C’est dans cette liberté que le Christ dit « … je connais mes brebis et mes brebis me connaissent ... » (Jn 10, 14b). Par cette reconnaissance réciproque, les brebis appartiennent au berger et comptent pour lui ; ce qui est le contraire du berger mercenaire (« , … les brebis ne sont pas à lui » « … les brebis ne comptent pas vraiment pour lui » (Jn 10, 12b). Le berger est concerné par ses brebis, elles sont « uniques au monde » pour lui ; en français, on parle d’un « être cher ». Ce lien exceptionnellement humain est traduit dans le dialogue entre le Renard et le Petit Prince de Saint-Exupéry : « Qu’est-ce qu’apprivoiser ? C’est créer des liens… Mais, si tu m’apprivoises, nous aurons besoin l’un de l’autre. Tu seras pour moi unique au monde. Je serai pour toi unique au monde... ».

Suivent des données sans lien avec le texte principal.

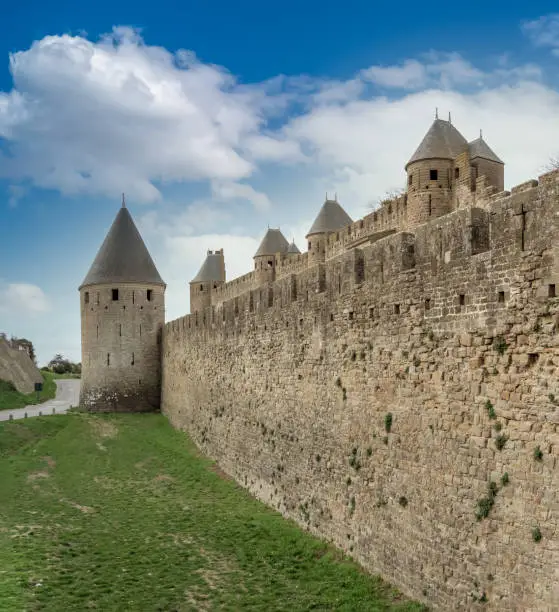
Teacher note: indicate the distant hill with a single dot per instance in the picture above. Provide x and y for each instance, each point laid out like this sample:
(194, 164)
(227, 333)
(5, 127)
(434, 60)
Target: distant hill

Par notre foi dans le Christ ressuscité, nous sommes ses brebis et nous comptons pour lui. Mais nous sommes aussi tentés d’oublier que nous sommes « uniques » pour lui. Comme saint Ignace nous le suggère dans les Exercices spirituels, demandons au Seigneur de nous accorder la grâce d’avoir « une connaissance intérieure du Christ » afin de mieux L’aimer et mieux Le suivre.